Closed timcdlucas closed 11 months ago

timcdlucas commented 4 years ago

Hello,

Firstly, thank you for making this code so open, well organised and well documented. It's really appreciated.

I've just started working with Petra via the RAMP programme. We're talking about a project on assessing the effectiveness of contract tracing as we release lockdown and other measures. So we're looking at using this code as a starting point. As the project progresses I imagine I may well talk to you further either about the model or about shared authorship if the analysis ends up relying strongly on your code.

As a way to get to know the code better I started writing unit tests and making some other edits. I can imagine you might not want to merge them into this repo as the repo is so closely linked to the lancet paper. But a PR seemed an appropriate way to say hello and let you see the tests that I have written. If you're still working on similar models perhaps these unit tests would be useful in a different repo for example.

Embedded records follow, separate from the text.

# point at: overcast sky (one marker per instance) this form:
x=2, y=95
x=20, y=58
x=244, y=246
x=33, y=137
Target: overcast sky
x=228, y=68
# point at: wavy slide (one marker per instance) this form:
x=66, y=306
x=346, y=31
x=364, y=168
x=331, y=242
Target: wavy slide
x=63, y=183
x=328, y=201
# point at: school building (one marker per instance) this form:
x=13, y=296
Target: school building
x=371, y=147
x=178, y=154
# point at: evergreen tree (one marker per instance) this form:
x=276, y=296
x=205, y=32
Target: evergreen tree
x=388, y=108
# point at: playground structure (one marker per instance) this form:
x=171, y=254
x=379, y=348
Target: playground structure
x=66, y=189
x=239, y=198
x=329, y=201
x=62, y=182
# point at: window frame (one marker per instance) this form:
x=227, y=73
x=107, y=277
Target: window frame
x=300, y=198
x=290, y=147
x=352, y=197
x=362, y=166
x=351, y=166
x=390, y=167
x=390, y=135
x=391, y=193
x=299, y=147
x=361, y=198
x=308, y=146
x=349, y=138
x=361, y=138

I don't know.

I intend to continue working with this code. I may refactor the code and then write more tests for example. Happy to PR any further work to this repo or a similar repo if that's useful.

Anyway, thanks again, Tim

jhellewell14 commented 4 years ago

Hello Tim, nice to meet you!

We (me and @seabbs) have already been discussing the potential of using this code to answer the after-lockdown contact tracing question but decided that we have too much work to do. So it's nice to see someone else picking this code up.

I'm very happy for you to build on the package and would be keen to support the work going forward.

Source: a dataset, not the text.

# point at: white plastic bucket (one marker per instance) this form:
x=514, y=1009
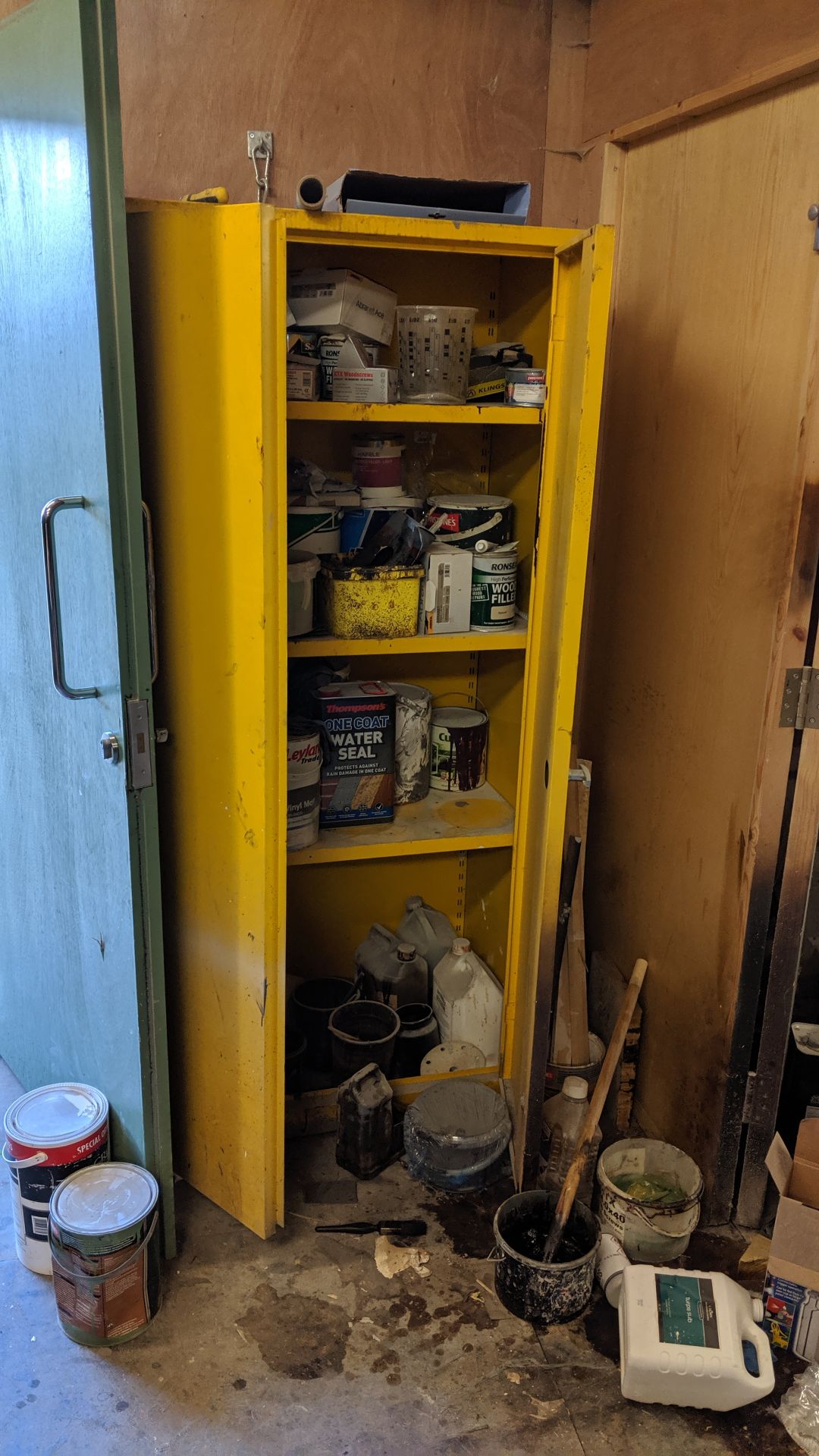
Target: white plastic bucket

We have a "paper" version of the repository hosted somewhere else so I'm happy to merge these changes (pending a review by @seabbs) here and we will put the previous code as a github release and you can build on top of it.

timcdlucas commented 4 years ago

Hi both,

"It would be good to see more extensive and unit based tests." Totally agree. But I think I'll have to refactor the code to do that. I think I will do that, but it will take a while.

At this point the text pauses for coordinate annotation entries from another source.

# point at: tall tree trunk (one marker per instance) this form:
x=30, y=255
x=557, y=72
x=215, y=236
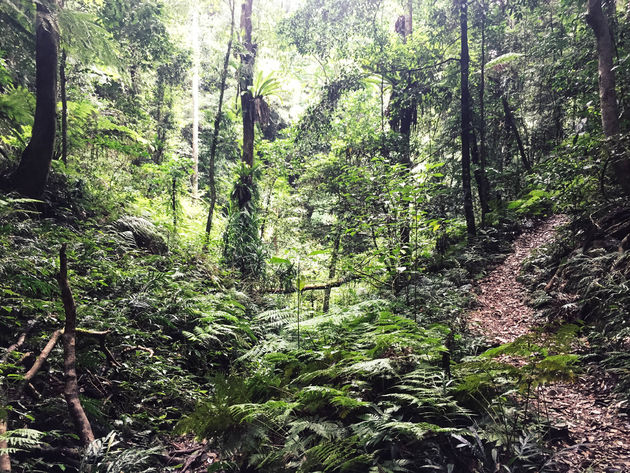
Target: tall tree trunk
x=64, y=108
x=195, y=102
x=466, y=120
x=71, y=387
x=510, y=122
x=402, y=120
x=217, y=126
x=607, y=94
x=332, y=270
x=31, y=175
x=5, y=459
x=480, y=180
x=484, y=190
x=246, y=81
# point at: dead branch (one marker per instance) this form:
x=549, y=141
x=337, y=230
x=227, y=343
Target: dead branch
x=5, y=460
x=20, y=341
x=43, y=356
x=138, y=347
x=315, y=287
x=71, y=388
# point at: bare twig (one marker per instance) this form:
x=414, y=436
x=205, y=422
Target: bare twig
x=71, y=388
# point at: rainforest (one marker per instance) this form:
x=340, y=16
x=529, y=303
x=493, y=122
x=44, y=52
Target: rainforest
x=308, y=236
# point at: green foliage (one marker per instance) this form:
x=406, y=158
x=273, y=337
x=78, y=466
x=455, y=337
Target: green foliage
x=364, y=392
x=20, y=440
x=242, y=248
x=106, y=456
x=536, y=203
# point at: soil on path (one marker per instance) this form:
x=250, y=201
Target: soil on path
x=594, y=432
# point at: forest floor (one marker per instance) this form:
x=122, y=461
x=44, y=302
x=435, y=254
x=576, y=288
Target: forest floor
x=594, y=430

"decided that we have too much work to do." I guess this is exactly what RAMP is for! If you were already thinking about it it makes sense for you to be as involved as you wish with me/others in my lab doing the leg work.

I'll ask some further questions in the specific commit comments. But I know you're busy so please feel no rush to deal with any of this. I'll happily carry on working on my fork anyway.

seabbs commented 4 years ago

Hi Tim,

Great to have you reviewing/improving the code/expanding the research. As Joels says this is very much in the direction we were thinking of looking (if I understand what you are looking at) so sounds like a good idea to join forces!

In terms of unit tests, I agree more modularity in the actual functions would help for testing but think even with the current set up it is possible to test that certain behaviour does what it says on the tin (not that you need to write these tests).

Sam

sbfnk commented 11 months ago

@timcdlucas it may have taken a few years but I we're currently looking into splitting up the repo into a paper repo and an eventually more general R package - for which these tests are very useful! I've polished things a bit and added you as a package co-author. I hope you're ok with this, please do shout if not.

timcdlucas commented 11 months ago

Totally fine by me. It was an interesting flash back to see these pop up in my email! Tim

seabbs commented 11 months ago

Woo yes a blast from the past. Thanks again for writing these @timcdlucas and sorry they didn't get merged in sooner!